Иными словами, смута конца XX в. по своим результатам во многом повторяет смуту начала XVII, сходна с ней. Я бы сказал, исторически является эквивалентно-нишевой. Похоже, завершился некий макропериод, и выход из него похож на вход. Перед нами – эволюция крупной системы, в которой ясно просматривается определенная логика; так же совершенно очевидна закономерность возникновения исторического коммунизма по логике как истории Русской Власти, Русской Системы (господствующая группа без собственности на вещественные факторы производства), так и истории мировой Капиталистической Системы (антикапитализм). Уже этого достаточно, чтобы усомниться в справедливости "предательской интерпретации".

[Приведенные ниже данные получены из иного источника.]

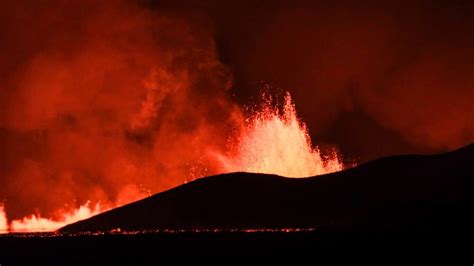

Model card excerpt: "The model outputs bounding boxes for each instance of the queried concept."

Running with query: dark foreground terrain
[1,225,473,264]
[1,144,473,264]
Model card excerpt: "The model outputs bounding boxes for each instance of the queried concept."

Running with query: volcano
[60,143,474,233]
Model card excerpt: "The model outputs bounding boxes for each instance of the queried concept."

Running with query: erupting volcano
[0,91,343,233]
[1,0,473,263]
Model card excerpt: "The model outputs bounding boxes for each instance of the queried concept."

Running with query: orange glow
[216,92,343,177]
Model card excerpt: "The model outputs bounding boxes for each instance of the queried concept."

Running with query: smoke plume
[0,0,242,219]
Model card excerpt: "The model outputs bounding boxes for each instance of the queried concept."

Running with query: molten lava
[216,93,343,177]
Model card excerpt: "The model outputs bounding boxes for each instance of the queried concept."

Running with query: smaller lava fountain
[8,202,105,233]
[0,202,108,233]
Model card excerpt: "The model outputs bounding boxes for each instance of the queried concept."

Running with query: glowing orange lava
[216,92,344,177]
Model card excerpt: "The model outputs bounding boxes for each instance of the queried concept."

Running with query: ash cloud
[0,0,242,218]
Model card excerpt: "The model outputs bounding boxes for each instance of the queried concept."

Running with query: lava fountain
[216,92,344,177]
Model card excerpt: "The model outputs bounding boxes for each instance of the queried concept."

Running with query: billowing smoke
[0,0,243,219]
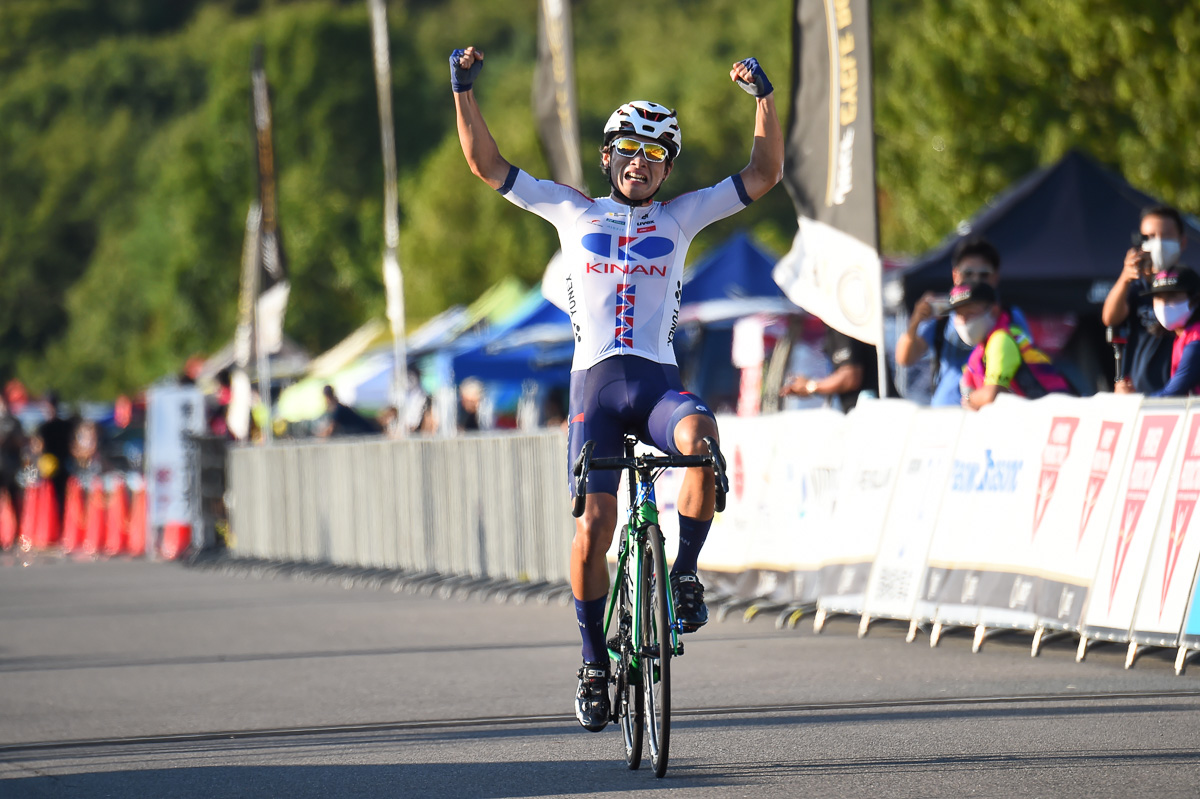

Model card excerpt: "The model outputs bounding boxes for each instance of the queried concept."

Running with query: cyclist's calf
[572,492,618,600]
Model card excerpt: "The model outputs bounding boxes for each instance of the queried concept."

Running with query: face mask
[1154,298,1193,331]
[953,311,996,347]
[1143,237,1182,270]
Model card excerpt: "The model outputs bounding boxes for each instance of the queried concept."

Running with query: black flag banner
[533,0,585,192]
[773,0,882,346]
[251,45,290,356]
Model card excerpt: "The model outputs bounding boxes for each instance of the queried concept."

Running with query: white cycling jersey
[499,166,752,371]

Теперь вернемся к тезису о том, что революции без активного участия низов невозможны. Это правильно. То, что низы в результате революции оказываются победителями, не получающими ничего – тоже правильно, регулярность. Причем: не получают ничего – это в краткосрочной перспективе, тогда как в среднесрочной перспективе многие и многое теряют; снижение жизненного уровня, ухудшение жизни – характерная черта большинства послереволюционных периодов. Пример России после всех трех смут (и петровской полусмуты) это подтверждает. О ситуации 90-х годов и говорить нечего – мы это видим, имеем, хлебаем полной ложкой. Ситуации после Октябрьского переворота и Гражданской войны, а также после революции 1917-1929/33 гг. тоже известны. Ограничусь лишь одним примером.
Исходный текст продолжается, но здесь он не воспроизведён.